ECLI:NL:GHAMS:2019:4371
Gerechtshof Amsterdam
- Beschikking
- Rechtspraak.nl
Afwijzing verzoek om omgangsregeling tussen vader en minderjarige dochter in het kader van een uitzonderlijke situatie
In deze zaak heeft het Gerechtshof Amsterdam op 26 november 2019 uitspraak gedaan in hoger beroep over een verzoek van de vrouw om een omgangsregeling tussen haar minderjarige dochter en de vader. De vrouw, die alleen het gezag over de minderjarige uitoefent, verzocht om een omgangsregeling, terwijl de man, die de minderjarige heeft erkend, geen contact met haar wenst. Het hof oordeelt dat de minderjarige recht heeft op omgang met haar vader, maar dat het in strijd is met haar belangen om haar te confronteren met een onwillige vader. De man heeft herhaaldelijk aangegeven geen contact te willen en het hof acht het niet in het belang van de minderjarige om een omgangsregeling op te leggen die niet nagekomen zal worden. Het hof bekrachtigt de eerdere beschikking van de rechtbank, waarin het verzoek van de vrouw om een omgangsregeling werd afgewezen.

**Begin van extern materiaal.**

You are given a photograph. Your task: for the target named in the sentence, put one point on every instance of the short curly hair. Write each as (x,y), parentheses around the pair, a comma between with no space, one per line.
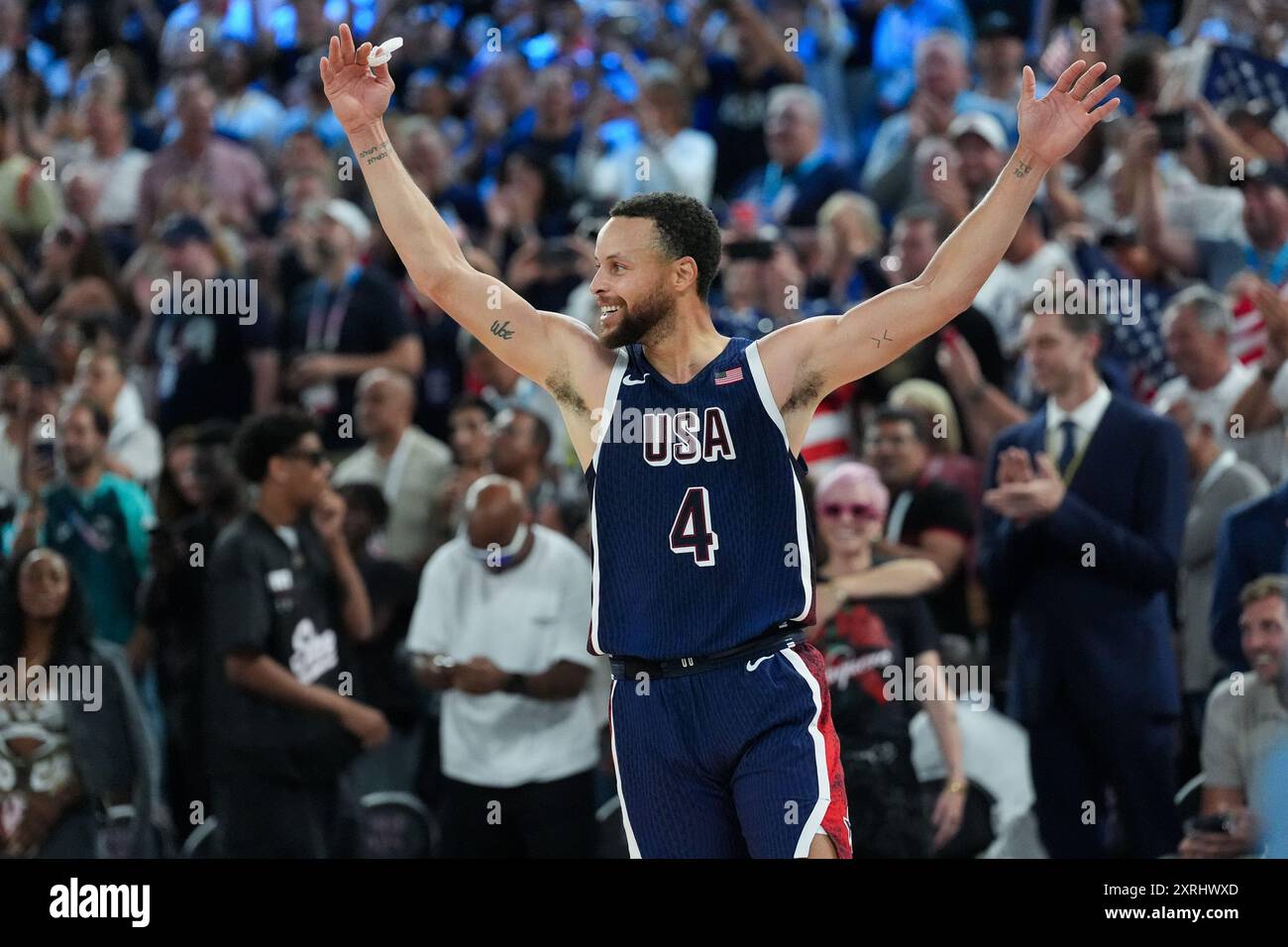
(686,227)
(263,437)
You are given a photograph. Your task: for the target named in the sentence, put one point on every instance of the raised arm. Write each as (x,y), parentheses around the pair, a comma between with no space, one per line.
(807,360)
(542,346)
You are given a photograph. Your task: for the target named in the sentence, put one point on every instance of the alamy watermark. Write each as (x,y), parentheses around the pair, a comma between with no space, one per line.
(223,296)
(71,684)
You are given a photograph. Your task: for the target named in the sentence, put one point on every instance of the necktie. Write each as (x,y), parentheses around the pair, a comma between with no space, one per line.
(1068,428)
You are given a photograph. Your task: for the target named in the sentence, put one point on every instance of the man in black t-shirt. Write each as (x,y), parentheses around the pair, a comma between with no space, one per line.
(927,518)
(282,594)
(210,365)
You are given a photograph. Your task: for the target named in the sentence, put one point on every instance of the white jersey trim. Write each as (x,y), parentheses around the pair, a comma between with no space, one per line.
(605,420)
(767,399)
(814,823)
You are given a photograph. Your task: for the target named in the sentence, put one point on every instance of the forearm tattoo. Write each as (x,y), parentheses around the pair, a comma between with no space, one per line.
(376,153)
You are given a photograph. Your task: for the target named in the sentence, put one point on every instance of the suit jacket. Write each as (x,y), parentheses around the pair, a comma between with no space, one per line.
(1252,544)
(1096,637)
(1233,486)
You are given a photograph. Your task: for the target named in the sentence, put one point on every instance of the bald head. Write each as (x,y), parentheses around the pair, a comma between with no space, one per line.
(494,506)
(386,402)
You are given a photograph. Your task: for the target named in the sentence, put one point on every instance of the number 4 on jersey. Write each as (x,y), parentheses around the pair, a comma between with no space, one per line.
(692,530)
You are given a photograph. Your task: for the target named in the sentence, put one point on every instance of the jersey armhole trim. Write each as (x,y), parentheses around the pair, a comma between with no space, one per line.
(767,395)
(605,418)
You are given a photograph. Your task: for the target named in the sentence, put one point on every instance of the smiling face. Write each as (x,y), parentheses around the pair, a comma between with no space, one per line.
(43,585)
(635,285)
(851,513)
(1263,630)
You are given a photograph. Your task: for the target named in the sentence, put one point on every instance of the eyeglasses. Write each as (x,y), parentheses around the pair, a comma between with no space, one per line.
(313,458)
(858,510)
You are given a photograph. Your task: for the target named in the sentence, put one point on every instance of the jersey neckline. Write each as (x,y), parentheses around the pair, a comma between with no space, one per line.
(704,369)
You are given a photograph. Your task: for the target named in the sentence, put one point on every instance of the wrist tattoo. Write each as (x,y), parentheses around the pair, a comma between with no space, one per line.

De raad voor de kinderbescherming heeft tijdens de mondelinge behandeling geadviseerd dat het niet in het belang van de minderjarige is om een omgangsregeling af te dwingen met een onwillige vader. Het hof concludeert dat de situatie uitzonderlijk is en dat het afwijzen van de omgangsregeling in het belang van de minderjarige is.